In Mexico, president-elect López Obrador is being applauded as one of the brokers of the agreement and for the progress in negotiations after his massive electoral victory in July. Given the fact that Mexican has come to rely on NAFTA for employment, especially in the automotive industry, the new arrangement, although unfavorable for Mexico, will calm investors and sectors of the working class that feared losing work if the United States left the agreement.
If the agreement is ratified, López Obrador will take over the presidency with less instability than predicted and an important agreement between the Mexico-United States already under his belt. With the participation of its own negotiators in this last round, López Obrador appears as the guarantor of “free trade” to investors.
So, who loses with this preliminary deal? One loser is the Canadian government which was excluded from the new agreement. Leaving Canada out is part of Donald Trump’s new policy on foreign trade that emphasizes the need for bilateral agreements between the United States and its trading partners instead of the multilateral pacts characteristic of the neoliberal period. This does not mean that Canada necessarily remains outside the agreement, but the United States succeeded in imposing bilateral negotiations. It bilateral negotiations it is much easier for the US to get their way, avoiding a 2-1 scenario.
But the biggest losers are Mexican and American workers. The conditions of precariousness and low wages in Mexico will continue to bring down the wages of the American working class as a whole. It is not clear what the next steps will be for the major auto companies and if the modifications to the treaty will result in the substantial growth of employment in the United States. For now, it does not seem that the agreement aims to relocate the automotive plants that operate in Mexico to the United States.
What we know is that the capitalists will do what is necessary to continue increasing their rate of profit and for that goal, they will continue to super-exploit the Mexican and the American proletariat.
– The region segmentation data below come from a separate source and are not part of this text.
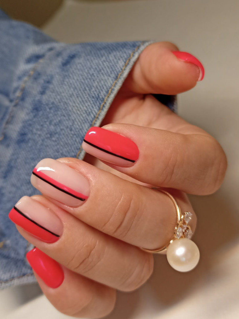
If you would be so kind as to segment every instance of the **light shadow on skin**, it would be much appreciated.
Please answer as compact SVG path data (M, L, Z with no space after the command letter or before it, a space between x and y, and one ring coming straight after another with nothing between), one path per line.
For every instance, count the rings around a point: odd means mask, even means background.
M160 314L189 297L195 287L207 282L216 266L217 256L223 258L226 255L224 252L238 242L239 219L222 191L208 196L191 196L190 199L198 216L193 239L200 252L198 265L191 272L180 273L170 267L165 256L156 255L154 273L147 283L133 293L120 293L115 308L107 319L135 318L142 309Z
M193 271L178 272L169 267L164 256L156 256L155 273L148 284L161 307L186 298L191 289L211 272L217 252L226 251L238 240L239 219L235 214L236 210L222 193L219 191L209 196L190 197L198 216L193 240L201 254L199 263Z

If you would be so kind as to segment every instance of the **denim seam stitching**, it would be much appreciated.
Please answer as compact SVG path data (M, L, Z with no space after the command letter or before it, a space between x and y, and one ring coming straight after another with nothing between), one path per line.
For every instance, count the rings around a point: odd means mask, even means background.
M95 118L94 119L93 121L92 122L92 123L91 124L91 127L92 127L93 126L95 122L97 119L99 115L101 113L101 111L102 111L102 110L103 109L103 108L104 107L104 106L107 102L107 100L109 97L109 96L110 95L110 94L112 92L112 90L113 90L114 87L115 86L115 85L116 84L116 83L120 79L120 77L123 72L125 70L125 68L129 64L129 62L130 60L134 56L134 54L135 53L137 52L137 51L138 51L138 50L140 48L141 46L145 42L141 42L141 43L140 43L138 47L137 47L137 48L135 48L134 49L133 51L132 51L132 52L131 52L130 56L127 59L126 62L125 63L125 64L123 66L123 68L122 68L119 74L118 74L118 76L117 76L116 80L115 80L115 81L114 81L110 89L109 90L109 91L107 95L105 98L105 99L104 101L103 101L103 102L102 102L101 105L100 106L99 109L98 111L97 114L96 115ZM82 144L81 145L81 147L80 148L80 150L79 150L79 151L77 153L77 154L76 154L76 158L78 158L79 156L80 155L80 154L81 152L81 151L82 151Z

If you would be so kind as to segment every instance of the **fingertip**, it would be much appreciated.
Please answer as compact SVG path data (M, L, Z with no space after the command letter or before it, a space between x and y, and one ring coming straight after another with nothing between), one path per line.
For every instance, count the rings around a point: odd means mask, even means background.
M177 50L169 42L148 46L126 81L125 89L140 94L175 95L194 87L203 78L204 68L193 56Z
M181 61L192 63L196 66L199 70L198 81L201 81L203 79L205 74L204 68L201 63L197 58L187 52L173 51L172 53Z

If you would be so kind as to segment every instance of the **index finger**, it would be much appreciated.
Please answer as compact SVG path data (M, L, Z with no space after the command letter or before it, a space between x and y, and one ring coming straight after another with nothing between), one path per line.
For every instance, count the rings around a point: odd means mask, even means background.
M223 180L226 156L215 139L184 122L177 132L121 124L93 127L83 147L107 165L144 183L188 194L211 194Z

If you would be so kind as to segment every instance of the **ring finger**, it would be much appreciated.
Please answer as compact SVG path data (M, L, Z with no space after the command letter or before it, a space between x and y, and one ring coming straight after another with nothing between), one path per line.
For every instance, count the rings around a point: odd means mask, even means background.
M37 165L33 173L32 183L45 196L107 235L153 249L164 246L173 234L175 209L162 192L126 181L76 159L45 159ZM185 194L170 191L183 212L193 213ZM193 231L196 219L193 214Z

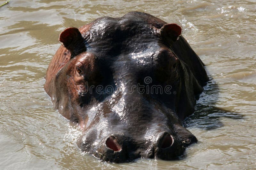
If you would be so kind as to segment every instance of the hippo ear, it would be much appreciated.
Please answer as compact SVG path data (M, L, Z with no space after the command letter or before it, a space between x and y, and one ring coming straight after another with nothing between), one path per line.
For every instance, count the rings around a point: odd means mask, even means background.
M182 29L179 25L175 23L166 24L160 29L160 34L164 39L168 39L175 42L181 35Z
M84 40L81 33L76 28L66 29L60 33L59 40L64 47L68 50L73 56L86 51Z

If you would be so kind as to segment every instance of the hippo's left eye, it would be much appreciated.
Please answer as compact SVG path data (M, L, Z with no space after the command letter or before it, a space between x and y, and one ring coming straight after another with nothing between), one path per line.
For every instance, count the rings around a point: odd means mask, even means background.
M78 67L76 67L76 73L78 73L79 75L81 75L83 74L83 71L81 69L79 68Z

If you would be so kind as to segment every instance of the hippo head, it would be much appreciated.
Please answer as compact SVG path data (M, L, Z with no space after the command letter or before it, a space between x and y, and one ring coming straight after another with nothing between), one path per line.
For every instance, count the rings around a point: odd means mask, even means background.
M169 160L196 142L181 121L207 75L181 33L176 24L132 12L60 34L44 88L83 128L82 151L116 162Z

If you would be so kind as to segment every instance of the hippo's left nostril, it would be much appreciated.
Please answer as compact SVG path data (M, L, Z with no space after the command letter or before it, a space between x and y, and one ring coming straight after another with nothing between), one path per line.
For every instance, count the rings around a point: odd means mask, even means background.
M170 147L173 142L172 138L169 134L166 133L162 138L161 147L162 148Z
M122 148L117 143L116 140L112 136L107 139L106 144L108 147L114 151L118 151L122 149Z

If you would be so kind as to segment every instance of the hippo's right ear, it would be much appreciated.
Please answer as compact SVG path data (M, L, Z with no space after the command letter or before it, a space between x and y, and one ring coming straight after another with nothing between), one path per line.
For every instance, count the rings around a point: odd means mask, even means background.
M71 57L86 51L84 40L76 28L66 29L60 33L59 40L70 52Z
M181 27L175 23L165 24L159 30L162 37L164 39L170 40L172 43L175 42L182 32Z

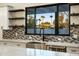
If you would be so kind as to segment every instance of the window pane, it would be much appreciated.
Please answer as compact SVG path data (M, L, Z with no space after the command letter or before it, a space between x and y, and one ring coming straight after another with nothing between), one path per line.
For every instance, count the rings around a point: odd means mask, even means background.
M69 34L69 5L59 5L59 34Z
M27 33L34 33L34 17L35 9L27 9Z
M55 34L56 6L36 9L36 34Z

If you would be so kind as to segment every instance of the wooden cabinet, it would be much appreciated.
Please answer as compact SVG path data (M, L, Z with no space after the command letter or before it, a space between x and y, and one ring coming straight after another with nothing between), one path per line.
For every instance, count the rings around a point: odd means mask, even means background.
M79 54L79 47L67 47L67 53Z
M5 30L9 29L9 9L11 9L9 6L0 7L0 27Z

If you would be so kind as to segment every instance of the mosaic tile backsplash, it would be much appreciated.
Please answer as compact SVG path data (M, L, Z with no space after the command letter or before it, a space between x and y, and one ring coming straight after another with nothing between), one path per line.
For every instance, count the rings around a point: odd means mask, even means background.
M37 40L42 41L42 36L39 35L25 35L24 27L13 27L12 30L3 30L4 39L14 39L14 40ZM77 37L74 37L76 35ZM60 40L61 39L61 40ZM70 28L70 36L45 36L44 41L53 42L68 42L79 44L79 26Z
The application of the rule that 40 to 45% of the content of the automobile be produced by workers who earn more than $16 per hour, will protect only a small sector of the American working class that produces automobiles. It is very likely that the capitalists will decide to impose a low wage on the rest of the automotive industry with the goal of increasing their profits. As demonstrated during the first two and a half decades of NAFTA, corporations are only looking to reduce costs and so that they lower workers wages on both sides of the border.